کد مقاله | کد نشریه | سال انتشار | مقاله انگلیسی | نسخه تمام متن |
---|---|---|---|---|
2146712 | 1548369 | 2010 | 10 صفحه PDF | دانلود رایگان |
It is well established that epigenetic events, in an intimate cooperation with genetic events, are involved in every step of tumorigenesis. DNA methylation, which in mammals takes place in the cytosines that precede a guanine (CpG dinucleotide), is the most well-characterized epigenetic mark.

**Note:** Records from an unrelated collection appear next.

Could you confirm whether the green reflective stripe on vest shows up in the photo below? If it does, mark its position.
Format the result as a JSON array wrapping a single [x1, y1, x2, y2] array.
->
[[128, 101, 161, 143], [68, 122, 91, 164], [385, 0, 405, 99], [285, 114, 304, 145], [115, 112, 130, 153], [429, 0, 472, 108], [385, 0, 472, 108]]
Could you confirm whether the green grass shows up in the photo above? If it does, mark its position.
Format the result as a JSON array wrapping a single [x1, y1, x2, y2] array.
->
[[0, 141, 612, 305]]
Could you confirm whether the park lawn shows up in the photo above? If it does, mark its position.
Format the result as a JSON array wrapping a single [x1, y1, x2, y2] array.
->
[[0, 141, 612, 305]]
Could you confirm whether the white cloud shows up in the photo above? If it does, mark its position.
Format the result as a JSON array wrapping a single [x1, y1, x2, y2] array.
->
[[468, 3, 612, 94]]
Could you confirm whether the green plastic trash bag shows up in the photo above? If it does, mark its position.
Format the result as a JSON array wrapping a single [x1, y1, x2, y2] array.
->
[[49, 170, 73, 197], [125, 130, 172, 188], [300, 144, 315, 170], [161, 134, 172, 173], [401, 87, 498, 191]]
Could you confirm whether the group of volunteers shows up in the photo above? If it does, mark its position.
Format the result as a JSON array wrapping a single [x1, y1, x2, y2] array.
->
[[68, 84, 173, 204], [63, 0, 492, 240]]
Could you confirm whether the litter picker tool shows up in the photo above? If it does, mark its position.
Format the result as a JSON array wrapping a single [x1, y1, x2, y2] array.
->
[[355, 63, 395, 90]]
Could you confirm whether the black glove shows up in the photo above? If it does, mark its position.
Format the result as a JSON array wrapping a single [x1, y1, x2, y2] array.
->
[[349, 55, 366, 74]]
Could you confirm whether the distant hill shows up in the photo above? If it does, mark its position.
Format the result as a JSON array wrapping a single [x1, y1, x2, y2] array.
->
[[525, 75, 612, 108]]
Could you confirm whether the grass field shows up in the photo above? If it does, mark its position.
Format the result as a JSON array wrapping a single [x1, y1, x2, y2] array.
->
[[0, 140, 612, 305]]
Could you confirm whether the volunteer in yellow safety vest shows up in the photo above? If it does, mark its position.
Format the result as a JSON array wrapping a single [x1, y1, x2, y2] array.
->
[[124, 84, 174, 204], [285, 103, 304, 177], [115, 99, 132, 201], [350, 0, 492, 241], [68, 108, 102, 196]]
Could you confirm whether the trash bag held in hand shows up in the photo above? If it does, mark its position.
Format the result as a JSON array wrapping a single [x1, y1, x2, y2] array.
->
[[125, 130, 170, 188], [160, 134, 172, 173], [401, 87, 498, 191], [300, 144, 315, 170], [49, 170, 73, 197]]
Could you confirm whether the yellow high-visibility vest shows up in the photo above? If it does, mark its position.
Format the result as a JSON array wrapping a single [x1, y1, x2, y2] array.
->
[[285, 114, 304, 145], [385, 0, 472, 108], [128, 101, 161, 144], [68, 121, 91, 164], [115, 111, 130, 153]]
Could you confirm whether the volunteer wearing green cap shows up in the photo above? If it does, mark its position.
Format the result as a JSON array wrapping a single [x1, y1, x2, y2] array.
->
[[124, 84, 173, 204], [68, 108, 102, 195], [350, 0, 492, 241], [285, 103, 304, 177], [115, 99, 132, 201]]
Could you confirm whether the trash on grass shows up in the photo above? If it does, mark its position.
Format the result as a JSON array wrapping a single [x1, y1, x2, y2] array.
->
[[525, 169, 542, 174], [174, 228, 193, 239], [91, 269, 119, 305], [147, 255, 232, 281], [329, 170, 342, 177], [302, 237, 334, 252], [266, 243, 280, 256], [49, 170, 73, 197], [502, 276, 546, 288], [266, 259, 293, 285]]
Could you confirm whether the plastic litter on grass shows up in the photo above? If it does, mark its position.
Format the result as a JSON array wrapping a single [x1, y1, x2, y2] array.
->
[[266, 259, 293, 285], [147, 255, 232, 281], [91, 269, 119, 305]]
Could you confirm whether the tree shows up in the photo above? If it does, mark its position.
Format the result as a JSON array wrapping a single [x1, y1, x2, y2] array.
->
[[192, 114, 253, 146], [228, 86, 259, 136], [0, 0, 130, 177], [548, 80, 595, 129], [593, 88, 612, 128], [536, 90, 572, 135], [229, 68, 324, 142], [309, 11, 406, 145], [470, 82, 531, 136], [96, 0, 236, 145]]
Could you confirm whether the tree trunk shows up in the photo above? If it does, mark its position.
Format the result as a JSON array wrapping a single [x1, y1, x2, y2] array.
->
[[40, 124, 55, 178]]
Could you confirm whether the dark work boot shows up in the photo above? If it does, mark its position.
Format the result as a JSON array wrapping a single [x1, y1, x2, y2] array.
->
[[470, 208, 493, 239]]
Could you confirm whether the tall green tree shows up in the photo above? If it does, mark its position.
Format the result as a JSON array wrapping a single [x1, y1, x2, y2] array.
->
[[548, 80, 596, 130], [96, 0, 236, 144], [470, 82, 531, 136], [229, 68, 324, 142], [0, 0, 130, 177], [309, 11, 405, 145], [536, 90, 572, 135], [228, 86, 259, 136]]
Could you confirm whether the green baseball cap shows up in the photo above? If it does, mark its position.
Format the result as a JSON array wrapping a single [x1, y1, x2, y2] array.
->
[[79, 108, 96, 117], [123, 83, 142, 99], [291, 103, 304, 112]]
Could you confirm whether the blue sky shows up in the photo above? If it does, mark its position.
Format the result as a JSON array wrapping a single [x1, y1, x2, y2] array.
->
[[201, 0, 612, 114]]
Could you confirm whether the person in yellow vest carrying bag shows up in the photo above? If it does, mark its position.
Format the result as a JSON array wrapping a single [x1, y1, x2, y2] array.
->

The study of aberrant DNA methylation patterns, such as hypermethylation of CpG islands and global genomic hypomethylation, are common issues in the studies on all types of cancer, and as in other areas of molecular oncology, colorectal cancer has become a privileged target. Besides the great variety of technologies available for the analysis of DNA methylation, most methods are based on three principles: methylation-sensitive enzymes, bisulphite conversion of unmethylated cytosines and immunoprecipitation of 5-methylcytosines. By combining each one of these principles with other genomic methodologies, a large range of approaches aimed at the analysis of methylation from one specific CpG site to a large number of sequences on the genome scale and suitable for different research needs have been developed. The goal of this review is to describe the most widely used methylation methods in the study of cancer, as well as the potential clinical applications of DNA methylation biomarkers in colorectal cancer.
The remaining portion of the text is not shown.